To carry out this process, an order is signed, signed by the leadership of the tax inspectorate. For taxpayers, such a procedure comes as a complete surprise, so they do not have the opportunity to adjust, destroy or replace important documentation related to a particular collection.

The tasks of tax control

Complex

This process consists of checking the taxpayer for all taxes paid to the budget. Such control is considered specific and lengthy, and it is important to make sure that only a limited period of time for these taxes is affected.

Various declarations and reports are subject to verification, therefore, such a procedure is often an on-site procedure. This allows inspectors to carefully examine all documents in optimal conditions, and they can also rely on clarifying papers at any given time.

Thematic

The audit only affects a specific type of tax or a specific issue regarding compliance with the law.

Typically, this type of control is used when there is suspicion or evidence that a particular company incorrectly calculates tax or hides important information.

Selective

It consists in the study of only sample documents related to a specific tax. Usually a procedure is carried out when studying a specific period of time.

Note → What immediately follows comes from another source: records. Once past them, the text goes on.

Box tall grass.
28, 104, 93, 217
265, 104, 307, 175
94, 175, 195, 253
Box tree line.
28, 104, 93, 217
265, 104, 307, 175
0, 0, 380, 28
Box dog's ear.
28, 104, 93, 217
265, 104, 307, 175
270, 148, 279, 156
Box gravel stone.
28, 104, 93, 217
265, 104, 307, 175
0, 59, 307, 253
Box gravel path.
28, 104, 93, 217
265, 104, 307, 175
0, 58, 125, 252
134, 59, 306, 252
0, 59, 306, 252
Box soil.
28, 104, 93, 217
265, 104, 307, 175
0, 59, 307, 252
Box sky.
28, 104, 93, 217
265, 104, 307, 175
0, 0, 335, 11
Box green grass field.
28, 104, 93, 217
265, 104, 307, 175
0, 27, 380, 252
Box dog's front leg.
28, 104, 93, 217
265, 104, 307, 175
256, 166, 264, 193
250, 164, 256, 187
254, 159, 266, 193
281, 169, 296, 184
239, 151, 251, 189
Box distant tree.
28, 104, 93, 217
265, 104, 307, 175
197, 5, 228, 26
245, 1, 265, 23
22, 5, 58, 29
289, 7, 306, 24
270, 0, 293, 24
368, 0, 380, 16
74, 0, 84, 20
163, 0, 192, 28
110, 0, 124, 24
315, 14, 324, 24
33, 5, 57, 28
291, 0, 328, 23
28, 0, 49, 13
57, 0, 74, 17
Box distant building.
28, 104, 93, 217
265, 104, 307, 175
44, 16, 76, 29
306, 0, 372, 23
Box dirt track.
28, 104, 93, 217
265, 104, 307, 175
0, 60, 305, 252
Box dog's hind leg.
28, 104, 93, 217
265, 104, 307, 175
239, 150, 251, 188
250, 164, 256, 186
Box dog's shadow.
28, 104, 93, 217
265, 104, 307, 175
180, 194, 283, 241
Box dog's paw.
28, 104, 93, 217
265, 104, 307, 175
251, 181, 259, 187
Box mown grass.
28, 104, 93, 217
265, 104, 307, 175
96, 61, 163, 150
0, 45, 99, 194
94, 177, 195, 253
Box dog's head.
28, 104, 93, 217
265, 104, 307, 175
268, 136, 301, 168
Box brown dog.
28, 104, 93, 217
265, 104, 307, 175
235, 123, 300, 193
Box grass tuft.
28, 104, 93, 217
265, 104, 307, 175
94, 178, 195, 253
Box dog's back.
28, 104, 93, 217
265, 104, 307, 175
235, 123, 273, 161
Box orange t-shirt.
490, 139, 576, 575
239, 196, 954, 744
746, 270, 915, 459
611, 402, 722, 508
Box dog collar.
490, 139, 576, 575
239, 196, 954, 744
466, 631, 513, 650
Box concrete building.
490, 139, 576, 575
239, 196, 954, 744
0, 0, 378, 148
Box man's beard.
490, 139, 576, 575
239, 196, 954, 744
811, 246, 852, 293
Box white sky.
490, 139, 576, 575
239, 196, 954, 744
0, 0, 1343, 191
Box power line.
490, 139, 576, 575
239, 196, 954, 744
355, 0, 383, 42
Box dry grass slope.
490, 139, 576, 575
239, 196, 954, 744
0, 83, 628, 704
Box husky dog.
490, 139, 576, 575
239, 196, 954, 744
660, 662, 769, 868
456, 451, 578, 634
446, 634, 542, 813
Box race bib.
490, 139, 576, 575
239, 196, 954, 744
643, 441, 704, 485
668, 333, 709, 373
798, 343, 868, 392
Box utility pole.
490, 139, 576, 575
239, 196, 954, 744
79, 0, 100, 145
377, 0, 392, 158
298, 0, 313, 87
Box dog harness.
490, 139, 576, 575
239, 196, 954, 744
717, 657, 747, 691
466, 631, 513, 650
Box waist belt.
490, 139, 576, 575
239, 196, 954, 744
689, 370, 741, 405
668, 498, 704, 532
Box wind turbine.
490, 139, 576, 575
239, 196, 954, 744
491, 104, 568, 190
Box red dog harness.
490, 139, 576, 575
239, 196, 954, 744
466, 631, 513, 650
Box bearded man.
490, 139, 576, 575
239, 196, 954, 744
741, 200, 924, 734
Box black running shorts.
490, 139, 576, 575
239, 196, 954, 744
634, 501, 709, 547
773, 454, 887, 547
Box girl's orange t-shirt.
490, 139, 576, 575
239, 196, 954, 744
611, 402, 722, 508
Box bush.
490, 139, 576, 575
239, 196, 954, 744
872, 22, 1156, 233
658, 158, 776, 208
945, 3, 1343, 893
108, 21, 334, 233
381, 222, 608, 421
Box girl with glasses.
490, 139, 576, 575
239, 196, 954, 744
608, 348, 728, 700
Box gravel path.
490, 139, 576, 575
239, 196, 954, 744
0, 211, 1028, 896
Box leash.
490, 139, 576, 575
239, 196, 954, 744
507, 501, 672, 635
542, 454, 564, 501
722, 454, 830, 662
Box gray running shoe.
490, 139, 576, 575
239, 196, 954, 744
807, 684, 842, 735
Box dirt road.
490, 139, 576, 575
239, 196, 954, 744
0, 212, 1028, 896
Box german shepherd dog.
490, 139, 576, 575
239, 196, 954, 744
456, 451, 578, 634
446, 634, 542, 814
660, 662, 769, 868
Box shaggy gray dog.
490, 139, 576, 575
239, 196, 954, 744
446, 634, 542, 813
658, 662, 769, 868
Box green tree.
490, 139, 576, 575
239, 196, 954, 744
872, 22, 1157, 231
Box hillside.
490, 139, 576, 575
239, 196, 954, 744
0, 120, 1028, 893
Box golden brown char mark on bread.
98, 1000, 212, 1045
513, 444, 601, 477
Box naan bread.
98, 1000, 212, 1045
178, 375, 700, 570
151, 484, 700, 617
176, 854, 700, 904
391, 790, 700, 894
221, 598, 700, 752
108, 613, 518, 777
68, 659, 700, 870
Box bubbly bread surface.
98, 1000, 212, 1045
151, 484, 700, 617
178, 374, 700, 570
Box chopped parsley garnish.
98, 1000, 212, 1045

If serious violations are revealed as a result of studying the documentation, then such a process can develop into continuous control, on the basis of which all papers for a particular collection are checked.

Repeated

If the inspectors find serious and numerous violations as a result of the inspection, this leads to the calculation of fines and to the prosecution of the taxpayer in other ways. At the same time, time is given to eliminate the consequences of non-compliance with the law.

Inspectors must ensure that their requirements have been complied with, so they suddenly visit the company again. They request documents for the period during which adjustments to the work of the company must be made. If they find that the necessary actions on the part of the taxpayer have not been taken, then more severe penalties are used, represented not only by fines, but even by suspension of work or a ban on the further functioning of the company.

How are the results drawn up?

The main forms of tax control require mandatory competent registration of audit results.

At the end of the process, a certificate is issued to taxpayers, after which inspectors cannot demand additional papers. Next, two months are given for the formation of the act, if the on-site process was carried out, and with an desk audit, the act is created within 10 days.

The importance of tax control

Thus, tax control is presented in various forms, all of which are significant and have their own nuances. Its main goal is the prevention and elimination of the consequences of violation of tax legislation. All taxpayers are exposed to it, but the specific type is selected depending on the terms of the firm and the reasons for the study. When violations are found, companies and entrepreneurs are held accountable, and further re-inspection can be expected.